Comenzó a nevar en Saint Botolphs a las cuatro y cuarto del día de Nochebuena. El viejo señor Jowett, el jefe de estación, salió al andén con su faro en la mano y lo sostuvo en alto. Los copos de nieve brillaban como limaduras de hierro en el rayo de luz, aunque en realidad allí no había nada. La nevada le alegró, le reanimó y le sacó -con toda el alma, al parecer- de su caparazón de preocupaciones y trastornos digestivos. El tren de tarde llevaba ya una hora de retraso, y la nieve (cuya blancura parece formar parte de nuestros sueños, puesto que la llevamos con nosotros a todas partes) caía con tan generosa velocidad, con tal rapidez, que parecía que el pueblo se hubiese separado de su contexto en el planeta y estuviese impulsando sus tejados y sus torres hacia lo alto. Los restos de una cometa colgaban de los cables del teléfono, como un recordatorio de la versatilidad del año.
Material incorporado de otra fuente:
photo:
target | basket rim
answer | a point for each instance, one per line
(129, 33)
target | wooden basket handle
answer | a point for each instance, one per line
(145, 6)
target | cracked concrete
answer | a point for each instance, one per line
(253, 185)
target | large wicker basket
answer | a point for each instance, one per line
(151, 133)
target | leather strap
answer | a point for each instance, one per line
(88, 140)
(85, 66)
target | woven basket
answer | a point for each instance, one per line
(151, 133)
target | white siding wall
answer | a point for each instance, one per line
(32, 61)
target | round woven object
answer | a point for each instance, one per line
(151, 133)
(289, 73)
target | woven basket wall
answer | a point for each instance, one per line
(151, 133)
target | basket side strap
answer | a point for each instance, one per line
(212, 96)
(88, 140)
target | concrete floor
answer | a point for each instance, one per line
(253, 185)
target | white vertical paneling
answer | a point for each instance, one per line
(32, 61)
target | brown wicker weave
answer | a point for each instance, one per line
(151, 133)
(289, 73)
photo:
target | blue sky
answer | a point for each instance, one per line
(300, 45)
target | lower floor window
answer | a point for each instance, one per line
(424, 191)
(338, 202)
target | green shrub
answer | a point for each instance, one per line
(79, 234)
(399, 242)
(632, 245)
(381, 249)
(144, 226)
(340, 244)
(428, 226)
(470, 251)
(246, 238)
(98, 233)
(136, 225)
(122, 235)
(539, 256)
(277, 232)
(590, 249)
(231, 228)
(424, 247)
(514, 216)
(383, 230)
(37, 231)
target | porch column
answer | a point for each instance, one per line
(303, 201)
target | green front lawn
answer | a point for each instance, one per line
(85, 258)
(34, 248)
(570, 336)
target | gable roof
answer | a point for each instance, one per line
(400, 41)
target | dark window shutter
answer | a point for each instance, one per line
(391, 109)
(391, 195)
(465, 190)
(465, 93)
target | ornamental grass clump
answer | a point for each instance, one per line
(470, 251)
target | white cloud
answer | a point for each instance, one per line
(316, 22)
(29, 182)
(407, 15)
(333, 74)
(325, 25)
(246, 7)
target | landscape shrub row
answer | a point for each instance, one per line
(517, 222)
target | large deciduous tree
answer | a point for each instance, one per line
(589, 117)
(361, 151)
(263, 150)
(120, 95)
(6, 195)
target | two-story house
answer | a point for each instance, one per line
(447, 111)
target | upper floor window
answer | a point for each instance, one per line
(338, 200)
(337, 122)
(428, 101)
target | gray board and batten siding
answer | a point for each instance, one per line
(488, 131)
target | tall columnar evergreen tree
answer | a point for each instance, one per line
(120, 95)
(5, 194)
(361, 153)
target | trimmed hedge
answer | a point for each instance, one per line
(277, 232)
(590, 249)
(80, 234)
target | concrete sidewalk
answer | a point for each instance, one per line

-Oh, ¿quién metió el guardapolvo en la sopa de pescado de la señora Murphy?- cantó el señor Jowett en voz alta, aun sabiendo que era inadecuado para la época del año, el día y la dignidad de un empleado de estación, el guardián de los verdaderos y antiguos límites de la ciudad, de su Puerta de Hércules.
Bordeando la estación, veía las luces de la Casa del Viaducto, donde en ese mismo momento un solitario viajante de comercio se inclinaba para besar la foto de una muchacha bonita en un catálogo de ventas por comercio. El beso le dejó un ligero sabor a tinta. Más allá de la Casa del Viaducto estaban las luces rectilíneas del parque del pueblo, pero el pueblo en sí era circular y no se ajustaba en absoluto a la carretera principal que serpenteaba hacia el mar hasta Travertine, ni a las vías del ferrocarril, ni tan siquiera a la curva del río, sino a las necesidades peatonales de sus habitantes, situándolos a corta distancia del parque. Tenía, en realidad, la forma de una población antigua, y vista desde el aire en un día más claro podría haber estado en Etruria. El señor Jowett podía ver a través de las ventanas, al otro lado de la Casa del Viaducto y por encima de la casa del proveedor de equipos para barco, el interior del piso de los Hastings, donde el señor Hastings estaba adornando el árbol de Navidad. El señor Hastings estaba de pie en una escalera de mano y su mujer y sus hijos le iban pasando los adornos y diciéndole dónde debía colgarlos. De repente se inclinó y le dio un beso a su mujer. Era el compendio de los sentimientos que la fiesta y la tormenta despertaban en él, pensó el señor Jowett, y esto le hizo feliz. Le parecía sentir la felicidad en las tiendas y en las casas, felicidad por todas partes. Tray, el viejo perro, trotó alegremente calle arriba, camino de su casa, y el señor Jowett pensó con afecto en todos los perros de Saint Botolphs. Había perros inteligentes, perros tontos, perros ladrones y sanguinarios, y cuando saqueaban el tendedero, volcaban los cubos de la basura, modrían al cartero y perturbaban el sueño de los justos, parecían diplomáticos y emisarios. Parecían, a su manera burlona, mantener unido el lugar.
Las últimas personas que venían de hacer compras volvían a casa con un par de mitones para el basurero, un broche para la abuela y un osito de peluche relleno de serrín para la pequeña Abigail. Como el perro viejo, Tray, todo el mundo regresaba a casa, y todo el mundo tenía una casa a la que regresar.